1. Describe the circumstances that must be met in order for conservation of momentum to be applied.

The law of conservation of momentum is one of the most essential laws in physics. The following is how the law of energy conservation is represented. When objects 1 and 2 collide in a restricted space, the energy of the two things before the collision is equal to the force of the two articles after the collision. That is, the force picked up by item 2 is equal to the energy expended by object 1. This shows that the absolute force of the objects is monitored in a Framework, i.e., the total energy is constant and equal.

2. What is the concept of conservation of momentum?

If no external force acts on an isolated system, its total momentum remains constant. As a result, if a system's total linear momentum remains constant, the force exerted on it is zero. In the absence of external torque, angular momentum is also conserved.

3. Give examples of momentum conservation.

The law of conservation of momentum applies to all physical processes. Here are several examples:

Collision: The conservation of momentum and energy governs the collision of things.
The momentum of the propellant gas causes the rocket to go in the opposite direction. This is due to the law of conservation of momentum.
When a bullet is ejected from a gun, the gun suffers recoil momentum.

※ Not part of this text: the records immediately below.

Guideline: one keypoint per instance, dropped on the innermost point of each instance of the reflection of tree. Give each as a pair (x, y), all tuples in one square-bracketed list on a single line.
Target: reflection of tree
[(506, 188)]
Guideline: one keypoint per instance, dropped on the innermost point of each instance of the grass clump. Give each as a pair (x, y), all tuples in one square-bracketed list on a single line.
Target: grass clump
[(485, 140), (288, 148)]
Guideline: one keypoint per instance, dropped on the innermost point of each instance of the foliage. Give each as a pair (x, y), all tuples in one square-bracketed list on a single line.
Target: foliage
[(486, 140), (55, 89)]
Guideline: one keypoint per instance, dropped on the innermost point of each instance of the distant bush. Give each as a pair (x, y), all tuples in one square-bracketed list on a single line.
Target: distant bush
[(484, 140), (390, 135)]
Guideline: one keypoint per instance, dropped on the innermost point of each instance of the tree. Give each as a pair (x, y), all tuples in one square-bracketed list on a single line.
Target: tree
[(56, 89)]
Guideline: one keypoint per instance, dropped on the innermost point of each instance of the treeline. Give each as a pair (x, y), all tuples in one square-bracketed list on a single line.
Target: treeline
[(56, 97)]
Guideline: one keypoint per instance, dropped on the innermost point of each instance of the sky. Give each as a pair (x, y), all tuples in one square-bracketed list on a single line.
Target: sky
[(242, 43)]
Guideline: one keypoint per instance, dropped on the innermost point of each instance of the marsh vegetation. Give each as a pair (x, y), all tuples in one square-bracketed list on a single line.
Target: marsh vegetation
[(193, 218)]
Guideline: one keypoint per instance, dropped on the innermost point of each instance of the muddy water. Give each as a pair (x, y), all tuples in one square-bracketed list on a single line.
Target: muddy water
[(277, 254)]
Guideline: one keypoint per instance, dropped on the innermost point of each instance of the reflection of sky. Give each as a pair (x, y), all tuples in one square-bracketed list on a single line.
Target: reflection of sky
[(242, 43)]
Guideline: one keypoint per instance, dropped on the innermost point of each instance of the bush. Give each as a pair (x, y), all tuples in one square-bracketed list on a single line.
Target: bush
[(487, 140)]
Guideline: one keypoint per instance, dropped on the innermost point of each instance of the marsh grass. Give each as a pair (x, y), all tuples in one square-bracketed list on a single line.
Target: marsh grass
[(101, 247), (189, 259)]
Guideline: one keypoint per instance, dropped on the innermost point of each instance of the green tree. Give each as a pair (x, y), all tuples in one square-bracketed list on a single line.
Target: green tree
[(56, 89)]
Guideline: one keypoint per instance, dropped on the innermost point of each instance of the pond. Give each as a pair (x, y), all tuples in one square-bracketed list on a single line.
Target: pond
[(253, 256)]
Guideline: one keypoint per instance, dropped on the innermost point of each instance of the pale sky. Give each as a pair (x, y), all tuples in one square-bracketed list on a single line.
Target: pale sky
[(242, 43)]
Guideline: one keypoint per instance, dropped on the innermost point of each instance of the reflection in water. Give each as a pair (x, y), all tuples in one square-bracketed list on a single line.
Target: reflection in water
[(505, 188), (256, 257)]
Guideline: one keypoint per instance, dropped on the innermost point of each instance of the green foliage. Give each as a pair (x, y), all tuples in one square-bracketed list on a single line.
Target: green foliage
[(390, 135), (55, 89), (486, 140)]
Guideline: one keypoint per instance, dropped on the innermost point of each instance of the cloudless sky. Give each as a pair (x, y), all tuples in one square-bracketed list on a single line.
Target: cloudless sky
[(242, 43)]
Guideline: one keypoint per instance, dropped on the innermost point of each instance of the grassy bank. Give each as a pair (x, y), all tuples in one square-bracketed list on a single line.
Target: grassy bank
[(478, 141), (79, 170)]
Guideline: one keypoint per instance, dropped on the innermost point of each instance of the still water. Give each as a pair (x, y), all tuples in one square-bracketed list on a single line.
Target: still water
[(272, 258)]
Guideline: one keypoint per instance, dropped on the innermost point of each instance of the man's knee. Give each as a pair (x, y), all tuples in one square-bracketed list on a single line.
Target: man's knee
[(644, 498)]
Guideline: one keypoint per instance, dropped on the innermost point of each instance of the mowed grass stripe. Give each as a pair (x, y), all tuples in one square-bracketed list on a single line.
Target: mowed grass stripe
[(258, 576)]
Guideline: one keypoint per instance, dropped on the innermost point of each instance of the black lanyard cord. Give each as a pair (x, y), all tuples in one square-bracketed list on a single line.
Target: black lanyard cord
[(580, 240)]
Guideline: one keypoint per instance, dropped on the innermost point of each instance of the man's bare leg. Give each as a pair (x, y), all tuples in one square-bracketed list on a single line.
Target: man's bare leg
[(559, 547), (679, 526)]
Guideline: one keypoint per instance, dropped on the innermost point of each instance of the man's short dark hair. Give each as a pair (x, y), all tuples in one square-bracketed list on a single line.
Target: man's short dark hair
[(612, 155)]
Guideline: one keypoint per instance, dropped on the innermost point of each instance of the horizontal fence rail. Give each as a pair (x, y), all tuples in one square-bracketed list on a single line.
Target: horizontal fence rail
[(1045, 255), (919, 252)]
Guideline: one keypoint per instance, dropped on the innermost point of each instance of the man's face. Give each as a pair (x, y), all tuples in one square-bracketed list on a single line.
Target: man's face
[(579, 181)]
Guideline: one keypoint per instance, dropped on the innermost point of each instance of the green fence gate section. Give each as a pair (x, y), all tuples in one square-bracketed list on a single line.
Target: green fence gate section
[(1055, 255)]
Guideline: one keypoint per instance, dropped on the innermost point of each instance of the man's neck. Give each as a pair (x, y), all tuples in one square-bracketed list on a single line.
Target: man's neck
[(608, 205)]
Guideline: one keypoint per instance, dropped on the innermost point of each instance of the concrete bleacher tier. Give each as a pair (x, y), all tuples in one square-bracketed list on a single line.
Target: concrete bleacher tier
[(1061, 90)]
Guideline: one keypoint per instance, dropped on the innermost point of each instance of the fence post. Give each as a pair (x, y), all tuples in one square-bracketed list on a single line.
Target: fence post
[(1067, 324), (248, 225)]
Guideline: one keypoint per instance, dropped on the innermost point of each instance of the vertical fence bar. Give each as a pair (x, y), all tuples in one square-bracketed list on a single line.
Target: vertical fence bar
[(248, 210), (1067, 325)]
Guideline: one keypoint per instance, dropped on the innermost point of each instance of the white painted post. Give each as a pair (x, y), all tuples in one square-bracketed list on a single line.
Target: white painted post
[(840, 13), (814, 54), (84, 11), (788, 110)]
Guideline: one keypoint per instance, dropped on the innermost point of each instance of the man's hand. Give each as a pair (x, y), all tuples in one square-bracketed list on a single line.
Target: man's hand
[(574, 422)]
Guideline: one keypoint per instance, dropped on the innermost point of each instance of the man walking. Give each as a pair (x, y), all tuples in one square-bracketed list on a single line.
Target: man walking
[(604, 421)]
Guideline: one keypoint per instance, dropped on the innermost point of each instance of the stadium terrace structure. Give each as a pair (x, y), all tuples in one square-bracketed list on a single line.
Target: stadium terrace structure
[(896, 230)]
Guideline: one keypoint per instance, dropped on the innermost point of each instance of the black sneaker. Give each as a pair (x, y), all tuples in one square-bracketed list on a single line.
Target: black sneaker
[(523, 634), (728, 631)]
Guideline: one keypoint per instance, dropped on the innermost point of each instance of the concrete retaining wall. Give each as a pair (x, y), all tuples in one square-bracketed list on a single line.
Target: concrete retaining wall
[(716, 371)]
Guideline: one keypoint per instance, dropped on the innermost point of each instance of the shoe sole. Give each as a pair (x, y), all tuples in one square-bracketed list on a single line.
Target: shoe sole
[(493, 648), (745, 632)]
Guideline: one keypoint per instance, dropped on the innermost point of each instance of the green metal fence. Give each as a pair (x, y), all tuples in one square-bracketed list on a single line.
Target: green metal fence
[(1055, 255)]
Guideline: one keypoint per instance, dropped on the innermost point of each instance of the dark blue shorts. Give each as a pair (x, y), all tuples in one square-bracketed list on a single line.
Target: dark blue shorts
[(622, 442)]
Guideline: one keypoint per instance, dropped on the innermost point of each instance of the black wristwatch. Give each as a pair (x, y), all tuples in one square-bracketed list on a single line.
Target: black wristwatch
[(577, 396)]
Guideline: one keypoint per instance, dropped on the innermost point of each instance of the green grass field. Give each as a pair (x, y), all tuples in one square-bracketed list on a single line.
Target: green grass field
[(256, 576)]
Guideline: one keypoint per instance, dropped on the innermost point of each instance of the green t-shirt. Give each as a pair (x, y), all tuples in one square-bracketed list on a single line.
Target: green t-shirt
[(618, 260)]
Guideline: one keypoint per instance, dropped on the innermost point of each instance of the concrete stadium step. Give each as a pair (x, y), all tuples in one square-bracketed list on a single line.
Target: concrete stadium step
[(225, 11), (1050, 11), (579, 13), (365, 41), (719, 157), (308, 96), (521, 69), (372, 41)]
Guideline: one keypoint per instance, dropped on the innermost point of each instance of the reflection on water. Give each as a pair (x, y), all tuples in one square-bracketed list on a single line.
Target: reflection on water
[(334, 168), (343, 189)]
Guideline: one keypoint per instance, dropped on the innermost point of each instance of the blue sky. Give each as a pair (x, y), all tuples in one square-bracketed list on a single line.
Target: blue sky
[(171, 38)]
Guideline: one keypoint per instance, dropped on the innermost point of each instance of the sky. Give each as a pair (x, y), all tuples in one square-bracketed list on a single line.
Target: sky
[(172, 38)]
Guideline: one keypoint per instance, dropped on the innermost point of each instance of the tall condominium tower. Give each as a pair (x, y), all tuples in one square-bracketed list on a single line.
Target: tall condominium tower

4. What Does Linear Momentum Mean?

The importance of linear momentum conservation in a system or body in motion is that it maintains total momentum and is equal to the product of mass and vector velocity when an external force is applied.

5. Determine the linear momentum conservation unit.

Linear momentum p is expressed symbolically as:

p=mv

Where,

The mass of the system is m, and its velocity is v.

As a result, the S.I unit of momentum is kg.m/sec.

The net external force is equal to the change in momentum of a system divided by the rate of change of time, according to Newton's 2nd law of motion.